En un ciclo económico asentado sobre tales paradojas, los llamados a “profundizar el modelo” admiten una diversidad de interpretaciones, lo que garantiza el éxito electoral. Esa constelación de fuerzas centrífugas reunidas bajo un mismo paraguas indefinible, presagia tensiones internas y conflictos sociales que pueden asomar apenas se haya contado el último voto en octubre.

Pareciera que fue hace siglos, pero la Convertibilidad también logró en su momento aunar un fuerte consenso político e institucional. El modelo menemista, sin embargo, se presentó como un paquete de medidas y de transformaciones estructurales previamente diseñado, cuya aplicación era monitoreada por los organismos internacionales de crédito.

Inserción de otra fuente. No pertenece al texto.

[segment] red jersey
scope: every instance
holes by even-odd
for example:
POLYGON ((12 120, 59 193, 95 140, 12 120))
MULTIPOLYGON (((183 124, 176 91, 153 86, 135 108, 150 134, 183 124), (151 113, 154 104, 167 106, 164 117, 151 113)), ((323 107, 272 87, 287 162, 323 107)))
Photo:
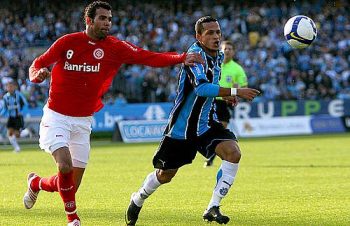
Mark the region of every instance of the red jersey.
POLYGON ((55 64, 48 107, 64 115, 84 117, 103 107, 102 95, 122 64, 165 67, 182 63, 185 57, 185 53, 150 52, 114 36, 96 41, 85 32, 77 32, 57 39, 34 60, 29 73, 35 78, 41 68, 55 64))

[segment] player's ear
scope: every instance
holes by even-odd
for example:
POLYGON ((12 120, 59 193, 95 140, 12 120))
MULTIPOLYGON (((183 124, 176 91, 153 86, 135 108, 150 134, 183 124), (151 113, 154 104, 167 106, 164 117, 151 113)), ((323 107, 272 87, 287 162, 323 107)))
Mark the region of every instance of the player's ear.
POLYGON ((201 41, 201 35, 198 34, 198 33, 196 33, 196 39, 197 39, 198 41, 201 41))
POLYGON ((85 17, 85 21, 86 21, 86 24, 87 25, 91 25, 92 24, 92 20, 91 20, 91 18, 90 17, 85 17))

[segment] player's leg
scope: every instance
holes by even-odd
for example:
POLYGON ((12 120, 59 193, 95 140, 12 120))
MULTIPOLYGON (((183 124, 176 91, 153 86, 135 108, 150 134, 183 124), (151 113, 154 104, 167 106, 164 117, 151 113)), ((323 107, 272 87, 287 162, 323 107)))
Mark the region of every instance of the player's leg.
POLYGON ((193 142, 164 137, 158 151, 153 157, 155 171, 144 180, 141 188, 132 194, 129 207, 125 213, 127 225, 135 225, 144 201, 162 184, 169 183, 178 168, 192 162, 196 156, 193 142))
POLYGON ((203 219, 226 224, 229 217, 224 216, 220 210, 220 202, 231 188, 238 170, 241 153, 235 135, 222 126, 213 126, 201 139, 202 148, 214 149, 222 159, 221 166, 217 172, 217 181, 212 198, 207 209, 204 211, 203 219))
MULTIPOLYGON (((216 115, 219 121, 221 122, 221 124, 226 129, 231 117, 229 107, 226 101, 224 100, 215 100, 215 104, 216 104, 216 115)), ((214 164, 215 157, 216 157, 215 154, 209 156, 208 159, 204 162, 203 166, 205 168, 212 166, 214 164)))
POLYGON ((78 191, 81 181, 83 179, 85 172, 85 168, 79 168, 79 167, 74 167, 73 166, 73 181, 76 187, 76 190, 78 191))
MULTIPOLYGON (((73 167, 73 181, 78 190, 81 180, 84 175, 84 168, 73 167)), ((33 191, 47 191, 47 192, 58 192, 58 176, 57 174, 50 177, 39 177, 35 173, 30 173, 28 175, 28 181, 30 180, 31 188, 33 191)), ((30 209, 30 208, 29 208, 30 209)))
MULTIPOLYGON (((67 150, 67 148, 62 148, 62 149, 67 150)), ((76 214, 75 193, 81 183, 85 168, 67 166, 65 164, 67 159, 64 159, 64 158, 68 157, 68 155, 64 154, 62 156, 59 154, 59 152, 61 152, 62 149, 55 151, 53 154, 54 156, 56 156, 55 160, 57 159, 57 166, 59 169, 58 174, 48 178, 40 178, 38 175, 34 173, 29 174, 28 184, 29 184, 29 189, 31 190, 31 193, 30 191, 28 191, 27 193, 28 193, 28 196, 30 195, 31 197, 29 197, 29 199, 27 197, 28 200, 27 202, 25 202, 25 206, 26 208, 29 209, 35 204, 37 195, 40 190, 44 190, 48 192, 59 192, 63 202, 65 203, 65 211, 67 214, 68 222, 70 222, 70 224, 72 224, 74 221, 78 221, 77 223, 80 223, 80 219, 76 214), (66 167, 71 168, 71 170, 69 170, 69 168, 67 170, 66 167), (68 187, 68 189, 65 187, 68 187), (72 189, 69 189, 69 188, 72 188, 72 189)), ((67 151, 65 151, 65 153, 67 153, 67 151)), ((70 160, 70 162, 72 161, 70 160)))
POLYGON ((24 128, 24 119, 23 116, 20 115, 17 117, 17 125, 18 125, 18 135, 17 138, 21 137, 31 137, 32 136, 32 132, 30 131, 30 129, 28 128, 24 128))
POLYGON ((206 168, 206 167, 210 167, 214 164, 214 159, 216 157, 216 154, 215 155, 212 155, 210 158, 208 158, 207 160, 205 160, 204 162, 204 165, 203 167, 206 168))
POLYGON ((125 214, 126 225, 135 225, 145 200, 152 195, 158 187, 169 183, 176 175, 177 169, 155 170, 148 174, 141 188, 131 195, 131 200, 125 214))
POLYGON ((63 200, 68 222, 79 220, 75 203, 76 186, 73 178, 73 164, 68 147, 62 147, 52 153, 58 168, 57 187, 63 200))
POLYGON ((224 141, 217 145, 215 151, 222 159, 222 163, 217 172, 216 186, 208 207, 204 211, 203 219, 226 224, 230 218, 220 212, 220 202, 233 185, 241 154, 236 141, 224 141))
POLYGON ((78 219, 76 215, 75 192, 76 186, 73 178, 73 166, 68 147, 57 148, 52 156, 55 159, 58 173, 48 178, 41 178, 35 173, 28 175, 28 191, 23 201, 27 209, 33 207, 40 190, 59 192, 65 204, 65 210, 69 221, 78 219))
POLYGON ((223 141, 216 146, 217 155, 222 159, 217 173, 217 184, 208 207, 218 206, 227 194, 236 177, 241 153, 236 141, 223 141))
POLYGON ((20 138, 20 130, 23 128, 23 126, 24 126, 23 116, 20 115, 20 116, 13 118, 12 139, 13 139, 14 143, 16 144, 15 152, 19 152, 21 150, 21 148, 17 142, 17 138, 20 138))
POLYGON ((70 194, 70 196, 67 195, 66 197, 63 197, 60 191, 62 200, 65 203, 65 210, 69 222, 68 226, 80 225, 80 219, 77 217, 76 214, 75 193, 81 184, 85 168, 89 160, 92 117, 71 117, 70 122, 73 125, 73 129, 70 133, 69 139, 69 154, 71 156, 72 163, 71 181, 74 185, 74 193, 70 194), (67 201, 69 204, 74 203, 74 205, 71 206, 72 208, 67 207, 67 202, 64 198, 71 198, 71 200, 68 199, 67 201))
POLYGON ((19 137, 24 138, 24 137, 31 137, 32 136, 32 131, 30 129, 25 128, 20 131, 19 137))
MULTIPOLYGON (((32 190, 36 194, 40 190, 59 191, 65 203, 67 218, 70 222, 68 225, 73 222, 80 224, 76 214, 75 193, 88 161, 92 118, 79 118, 78 122, 74 120, 44 108, 44 116, 40 124, 40 147, 52 153, 59 172, 49 178, 30 174, 33 179, 30 178, 28 186, 28 191, 32 190), (71 126, 72 123, 74 126, 71 126)), ((25 200, 26 196, 24 202, 25 200)))
POLYGON ((156 169, 152 173, 148 174, 144 180, 142 187, 133 194, 132 201, 139 207, 141 207, 144 201, 156 191, 156 189, 162 185, 169 183, 171 179, 176 175, 177 169, 162 170, 156 169))
POLYGON ((17 142, 17 133, 16 130, 13 128, 8 128, 7 129, 7 136, 9 138, 10 144, 12 145, 12 147, 14 148, 14 152, 20 152, 21 151, 21 147, 19 146, 18 142, 17 142))
POLYGON ((13 133, 14 133, 14 135, 15 135, 16 138, 20 138, 20 131, 19 131, 18 129, 15 129, 15 130, 13 131, 13 133))
MULTIPOLYGON (((67 149, 70 137, 69 125, 65 118, 52 110, 44 107, 44 114, 40 123, 39 145, 47 153, 53 155, 58 149, 67 149)), ((61 152, 61 151, 59 151, 61 152)), ((57 161, 55 160, 55 163, 57 161)), ((56 163, 57 164, 57 163, 56 163)), ((35 173, 30 173, 27 178, 28 189, 23 197, 24 206, 30 209, 34 206, 40 190, 58 192, 58 174, 47 178, 41 178, 35 173)))
POLYGON ((16 129, 14 124, 15 124, 15 119, 10 117, 7 122, 7 137, 10 141, 10 144, 14 148, 13 151, 18 153, 21 151, 21 148, 17 142, 16 129))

La identificación de sus postulados con el ministro de Economía de turno, le otorgaba un carácter extorsivo basado en la rigidez de parámetros técnicos y monetarios, fuertemente mistificados.

El esquema actual no sólo se distingue de aquel neoliberalismo por su contenido, sino también por su modo de constitución. En el origen no figuran las ingenierías cambiarias, ni la autoridad política soberana, sino el hastío en la calle exigiendo un cambio de rumbo. 2002 inicia el maridaje exitoso entre los criterios neo desarrollistas y las favorables tendencias globales.

Y cuando emergieron niveles de crisis o de conflictividad virtualmente desestabilizadores, el kirchnerismo introdujo medidas más audaces: el intento de aplicar retenciones móviles y la estatización de los fondos de pensiones, ante la crisis global de 2008; o la Asignación Universal por
Hijo y el Plan de Cooperativas “Argentina Trabaja”, después de la derrota electoral en el conurbano bonaerense.

El deseo de un horizonte con mayor justicia y democratización real sigue siendo una formulación retórica que se desplaza permanentemente hacia un porvenir difuso e incierto. Quizás tengan razón quienes afirman que el sólo hecho de nombrarlo, contribuye a generar las circunstancias de su existencia. Aún así, el tiempo de las concreciones no se estira de manera indefinida.

Nos tiene sin cuidado el pluralismo aristocrático tras el que se esconden eternas vocaciones elitistas e idénticos proyectos de dominio. Pero no hace falta suscribir al liberalismo para percibir que cuando un modelo rechaza todo cuestionamiento de sus supuestos básicos, pierde capacidad de dimensionar los costos que genera y bloquea la innovación popular. Las tensiones sociales tienden entonces a despolitizarse y degeneran en una dinámica endógena de celos y traiciones.

La conflictividad que ocupó el centro de la escena durante los últimos meses parece enfilar por un andarivel de corporativismos e internas varias. Ni el tono pedagógico ni el regaño despechado son antídotos suficientes, porque suponen la infantilización de los sujetos en pugna.

Existen contradicciones potentes que no están siendo tomadas con franqueza ni rigor. Un solo ejemplo puede graficar el dilema: la misma soja que financia la reproducción de los sectores de menores ingresos, alimenta la especulación inmobiliaria que bloquea el acceso popular a la vivienda. Mientras persistan estas asimetrías, resulta difícil que la redistribución del ingreso y la fiesta del consumo se traduzcan en una efectiva distribución social de la riqueza.

Todo consenso de época guarda celosamente la clave de su caducidad, porque aquello que no puede ser dicho quizás anuncia el tiempo que vendrá.